Limulus - horseshoe crab in North America, with an armored shell and jointed legs of arthropods, which hatch in the bottom of the sea like a mechanical toy: it's not really a crab, but a very primitive spider, a relative of spiders and scorpions. It is very old indeed - very similar fossils are known from the Ordovician, 450 years ago, but emerged in the Cambrian, at least 500 years. For hundreds of millions of years who shared the seas with the trilobites, which were superficially similar, and perhaps distantly related. The trilobites were much more numerous than earlier horseshoes, and much more varied: some predators, mud tighten the nutrients, and some freestyle. But, as the fossils clearly show the trilobites disappeared as most animals do in the greatest of all mass extinctions at the end of the Permian, about 255 million years.

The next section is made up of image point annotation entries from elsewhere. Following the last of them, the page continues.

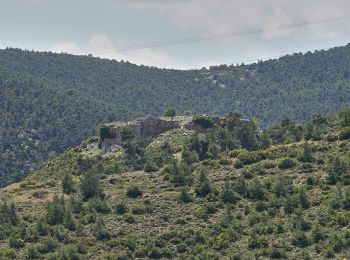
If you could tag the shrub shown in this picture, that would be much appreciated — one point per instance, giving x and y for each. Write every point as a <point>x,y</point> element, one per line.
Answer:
<point>286,163</point>
<point>90,184</point>
<point>227,194</point>
<point>251,157</point>
<point>344,133</point>
<point>332,137</point>
<point>203,121</point>
<point>101,232</point>
<point>8,214</point>
<point>15,241</point>
<point>121,208</point>
<point>185,196</point>
<point>133,192</point>
<point>150,166</point>
<point>203,187</point>
<point>67,183</point>
<point>55,211</point>
<point>101,206</point>
<point>129,218</point>
<point>32,253</point>
<point>300,239</point>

The tour continues in New Zealand seeking to velvet onychophorans. On the west coast of Australia is the stromatolites, built from layers of minerals and photosynthetic bacteria (bacteria invented the photosynthesis of plants and catches of them). They are still strong despite dating from about 3000 m. years North America's Grand Teton National Park Fortey has to confront the microbes that live in water superheated hot water, if necessary, the conditions under which life began on Earth. He likes plants, too, and meets the lycopods, parents with huge old trees and abundant ferns, and ginkgo biloba, the only survivor of the tribe, once the Ginkgoales large and diverse. And much more.

Yet it is a great story, and nobody is better prepared to say that Fortey. Just a dream: if evolution has become a fact of life (as much as any historical science can be), there are still some loose ends that never metaphysics can put to rest, but it could certainly be the object of study as this. Is there any progress in evolution? Can we really believe that sophisticated creatures such as orb spiders - the arachnids modern - has "grown" since the days of the shoe? How much progress, if the old types are still thriving? What about the old concept of orthogenesis - the idea that changes in the rectum (or less) lines in a primitive state of modern types? What we do with the "convergence" - while nature is constantly inventive, why reinventing the same general forms of life and very similar solutions, such as the preference for flat creatures, armor including trilobites and horseshoe? Where does that come apparent sense of direction?

But
survivors Natural History is excellent, though. And as the science of finance must remember, the questions of natural history.